Liu C, Ma N, Wang PY, Fu N, Shen HL - PLoS ONE (2013)

Bottom Line: Among these unigenes, 27,191 were identified as putative homologs of annotated sequences in the public protein databases, 4,326 and 7,061 unigenes were found to be highly abundant in lines 121A and 121C, respectively.Many of the differentially expressed unigenes represent a set of potential candidate genes associated with the formation or abortion of pollen.The results shed the lights on the occurrence and recovery of the disturbances in nuclear-mitochondrial interaction and provide clues for further investigations.

View Article: PubMed Central - PubMed

Affiliation: China Agricultural University, Beijing, China.

ABSTRACT

Background: The use of cytoplasmic male sterility (CMS) in F1 hybrid seed production of chili pepper is increasingly popular. However, the molecular mechanisms of cytoplasmic male sterility and fertility restoration remain poorly understood due to limited transcriptomic and genomic data. Therefore, we analyzed the difference between a CMS line 121A and its near-isogenic restorer line 121C in transcriptome level using next generation sequencing technology (NGS), aiming to find out critical genes and pathways associated with the male sterility.

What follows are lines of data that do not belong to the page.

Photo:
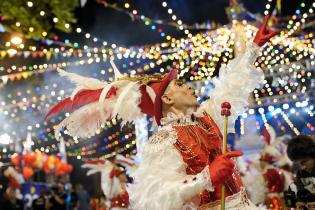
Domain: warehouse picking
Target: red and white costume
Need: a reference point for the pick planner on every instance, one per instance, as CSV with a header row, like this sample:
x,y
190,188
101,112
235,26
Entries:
x,y
114,190
173,173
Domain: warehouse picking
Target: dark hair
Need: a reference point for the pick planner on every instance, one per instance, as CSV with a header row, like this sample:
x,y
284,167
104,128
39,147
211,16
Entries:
x,y
301,146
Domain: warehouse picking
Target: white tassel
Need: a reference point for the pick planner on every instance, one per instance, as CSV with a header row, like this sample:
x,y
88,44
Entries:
x,y
102,101
116,71
151,93
129,97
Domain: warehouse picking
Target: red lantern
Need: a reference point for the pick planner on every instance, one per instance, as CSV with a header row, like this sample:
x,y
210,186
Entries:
x,y
15,159
29,158
27,172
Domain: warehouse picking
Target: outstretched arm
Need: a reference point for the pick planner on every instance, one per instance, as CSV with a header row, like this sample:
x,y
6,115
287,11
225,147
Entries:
x,y
237,80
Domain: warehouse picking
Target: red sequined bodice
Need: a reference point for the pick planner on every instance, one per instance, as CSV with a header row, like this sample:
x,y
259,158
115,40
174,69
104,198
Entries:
x,y
199,144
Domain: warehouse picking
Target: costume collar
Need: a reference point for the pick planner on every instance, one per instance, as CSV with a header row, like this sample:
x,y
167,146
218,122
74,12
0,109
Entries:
x,y
181,119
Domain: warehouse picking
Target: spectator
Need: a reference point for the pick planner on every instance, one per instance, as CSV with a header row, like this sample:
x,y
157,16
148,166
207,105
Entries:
x,y
58,198
40,202
83,197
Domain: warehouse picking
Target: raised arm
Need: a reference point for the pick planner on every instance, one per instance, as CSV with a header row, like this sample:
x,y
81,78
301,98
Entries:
x,y
238,79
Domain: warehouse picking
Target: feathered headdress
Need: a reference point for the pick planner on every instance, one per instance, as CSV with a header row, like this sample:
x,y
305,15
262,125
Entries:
x,y
93,102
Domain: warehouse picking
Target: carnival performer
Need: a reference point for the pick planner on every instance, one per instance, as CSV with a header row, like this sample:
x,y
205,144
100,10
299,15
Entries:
x,y
113,180
182,165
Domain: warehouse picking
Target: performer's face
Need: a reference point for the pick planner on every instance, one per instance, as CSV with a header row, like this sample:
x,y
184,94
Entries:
x,y
180,96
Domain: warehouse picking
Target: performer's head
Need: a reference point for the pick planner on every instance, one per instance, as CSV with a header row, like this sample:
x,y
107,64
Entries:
x,y
171,95
179,98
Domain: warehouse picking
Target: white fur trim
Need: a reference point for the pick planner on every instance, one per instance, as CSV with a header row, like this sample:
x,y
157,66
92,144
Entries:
x,y
116,71
160,181
126,107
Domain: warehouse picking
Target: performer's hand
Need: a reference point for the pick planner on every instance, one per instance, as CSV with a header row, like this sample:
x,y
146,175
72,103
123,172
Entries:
x,y
222,167
264,33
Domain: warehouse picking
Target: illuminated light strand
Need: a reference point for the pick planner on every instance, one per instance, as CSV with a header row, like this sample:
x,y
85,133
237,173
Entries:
x,y
289,123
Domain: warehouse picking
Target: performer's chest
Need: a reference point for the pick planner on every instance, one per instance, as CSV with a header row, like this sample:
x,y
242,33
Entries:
x,y
198,144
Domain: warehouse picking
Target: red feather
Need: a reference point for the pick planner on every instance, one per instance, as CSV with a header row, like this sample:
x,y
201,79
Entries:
x,y
85,97
82,98
62,106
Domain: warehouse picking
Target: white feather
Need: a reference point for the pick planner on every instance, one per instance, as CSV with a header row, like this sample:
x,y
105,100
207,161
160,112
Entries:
x,y
82,82
126,106
84,122
116,71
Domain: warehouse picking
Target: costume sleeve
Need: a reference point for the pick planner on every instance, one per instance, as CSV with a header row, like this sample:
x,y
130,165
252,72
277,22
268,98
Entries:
x,y
235,83
160,181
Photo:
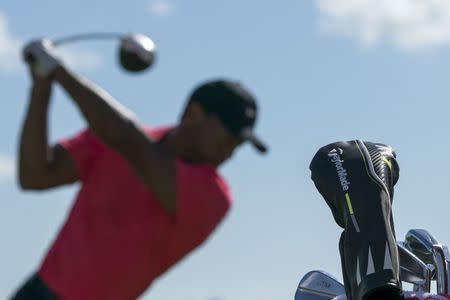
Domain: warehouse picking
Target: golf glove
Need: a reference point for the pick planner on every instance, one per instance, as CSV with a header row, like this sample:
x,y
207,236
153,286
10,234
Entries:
x,y
40,55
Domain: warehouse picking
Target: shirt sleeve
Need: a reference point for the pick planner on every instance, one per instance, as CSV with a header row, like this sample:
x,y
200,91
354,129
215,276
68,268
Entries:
x,y
203,197
83,148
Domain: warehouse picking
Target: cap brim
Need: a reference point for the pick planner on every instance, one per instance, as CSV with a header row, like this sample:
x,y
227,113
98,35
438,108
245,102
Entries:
x,y
248,135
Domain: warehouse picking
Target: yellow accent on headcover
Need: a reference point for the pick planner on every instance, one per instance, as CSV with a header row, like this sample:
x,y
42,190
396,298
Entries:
x,y
349,203
387,162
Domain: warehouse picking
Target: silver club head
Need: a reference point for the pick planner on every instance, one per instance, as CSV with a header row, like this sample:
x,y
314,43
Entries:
x,y
136,52
442,262
414,270
420,242
318,285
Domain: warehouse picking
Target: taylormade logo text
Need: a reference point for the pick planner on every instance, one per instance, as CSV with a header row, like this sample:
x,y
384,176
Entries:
x,y
342,173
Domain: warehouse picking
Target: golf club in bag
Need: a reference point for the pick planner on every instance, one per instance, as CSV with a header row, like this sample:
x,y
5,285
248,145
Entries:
x,y
422,260
136,52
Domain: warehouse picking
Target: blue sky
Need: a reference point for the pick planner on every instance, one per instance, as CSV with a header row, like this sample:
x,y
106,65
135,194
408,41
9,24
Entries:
x,y
322,70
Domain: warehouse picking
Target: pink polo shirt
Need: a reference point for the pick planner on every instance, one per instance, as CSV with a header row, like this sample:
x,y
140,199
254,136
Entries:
x,y
117,238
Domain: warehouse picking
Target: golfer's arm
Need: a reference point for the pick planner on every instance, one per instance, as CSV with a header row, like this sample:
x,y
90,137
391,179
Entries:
x,y
41,167
117,128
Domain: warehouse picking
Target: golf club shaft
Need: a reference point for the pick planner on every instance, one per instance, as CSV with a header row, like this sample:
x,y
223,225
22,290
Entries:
x,y
87,36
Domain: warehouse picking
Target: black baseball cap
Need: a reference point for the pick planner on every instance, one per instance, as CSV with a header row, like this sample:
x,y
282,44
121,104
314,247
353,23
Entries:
x,y
234,106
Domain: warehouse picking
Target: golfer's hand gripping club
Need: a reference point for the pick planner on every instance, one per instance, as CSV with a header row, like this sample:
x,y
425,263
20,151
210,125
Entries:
x,y
39,54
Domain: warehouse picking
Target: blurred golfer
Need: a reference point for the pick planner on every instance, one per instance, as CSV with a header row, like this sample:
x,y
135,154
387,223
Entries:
x,y
148,197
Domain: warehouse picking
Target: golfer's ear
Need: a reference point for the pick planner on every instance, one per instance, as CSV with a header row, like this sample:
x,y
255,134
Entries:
x,y
193,113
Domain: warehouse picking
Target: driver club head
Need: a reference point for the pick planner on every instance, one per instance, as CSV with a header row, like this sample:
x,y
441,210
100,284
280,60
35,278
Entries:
x,y
318,285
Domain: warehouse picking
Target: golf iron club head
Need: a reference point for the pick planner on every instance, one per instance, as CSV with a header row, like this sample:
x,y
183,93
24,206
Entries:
x,y
414,270
318,285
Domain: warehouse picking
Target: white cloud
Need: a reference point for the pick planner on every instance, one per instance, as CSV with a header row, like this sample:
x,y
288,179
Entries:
x,y
11,47
407,24
161,8
7,168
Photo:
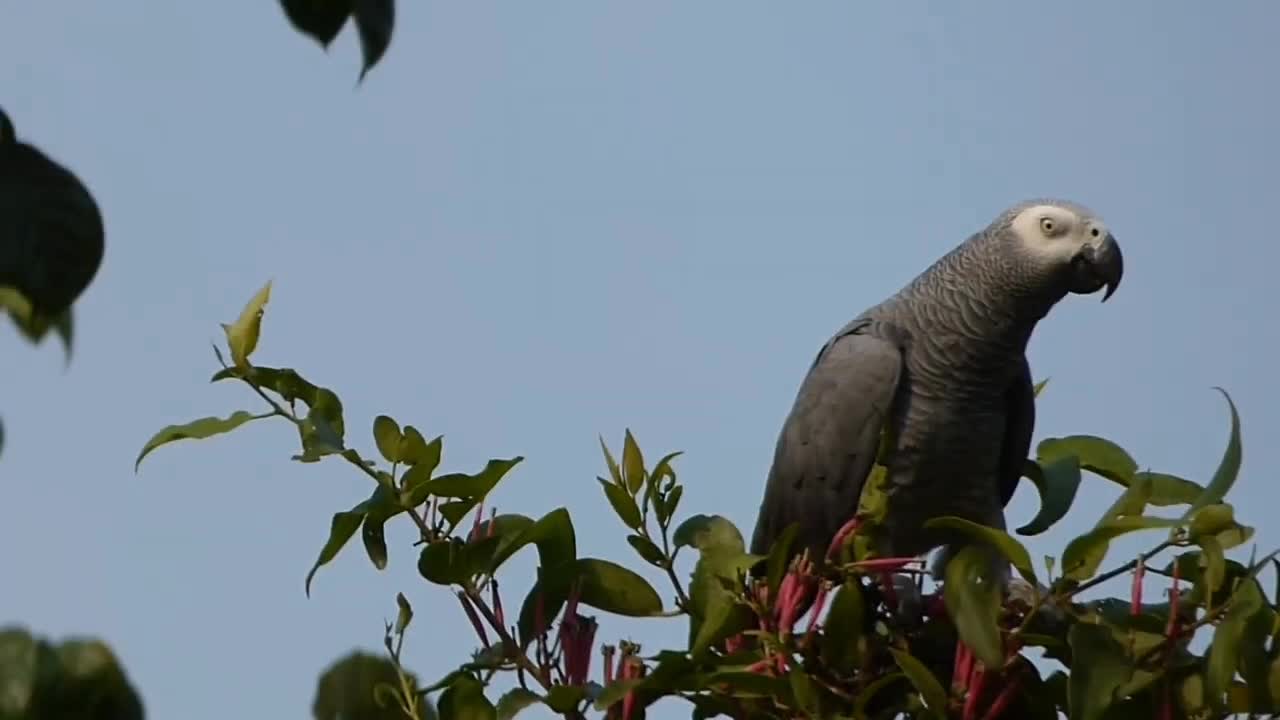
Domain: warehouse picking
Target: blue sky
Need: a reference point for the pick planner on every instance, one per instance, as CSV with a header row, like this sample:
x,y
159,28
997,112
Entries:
x,y
538,222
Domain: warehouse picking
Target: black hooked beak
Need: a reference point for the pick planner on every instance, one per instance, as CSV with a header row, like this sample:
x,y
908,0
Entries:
x,y
1100,265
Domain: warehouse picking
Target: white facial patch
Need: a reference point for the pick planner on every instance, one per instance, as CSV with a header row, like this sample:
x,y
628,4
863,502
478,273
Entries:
x,y
1054,232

Results: We generated approximately 53 million sequencing reads and assembled de novo, yielding 85,144 high quality unigenes with an average length of 643 bp. Among these unigenes, 27,191 were identified as putative homologs of annotated sequences in the public protein databases, 4,326 and 7,061 unigenes were found to be highly abundant in lines 121A and 121C, respectively. Many of the differentially expressed unigenes represent a set of potential candidate genes associated with the formation or abortion of pollen.

Conclusions: Our study profiled anther transcriptomes of a chili pepper CMS line and its restorer line. The results shed the lights on the occurrence and recovery of the disturbances in nuclear-mitochondrial interaction and provide clues for further investigations.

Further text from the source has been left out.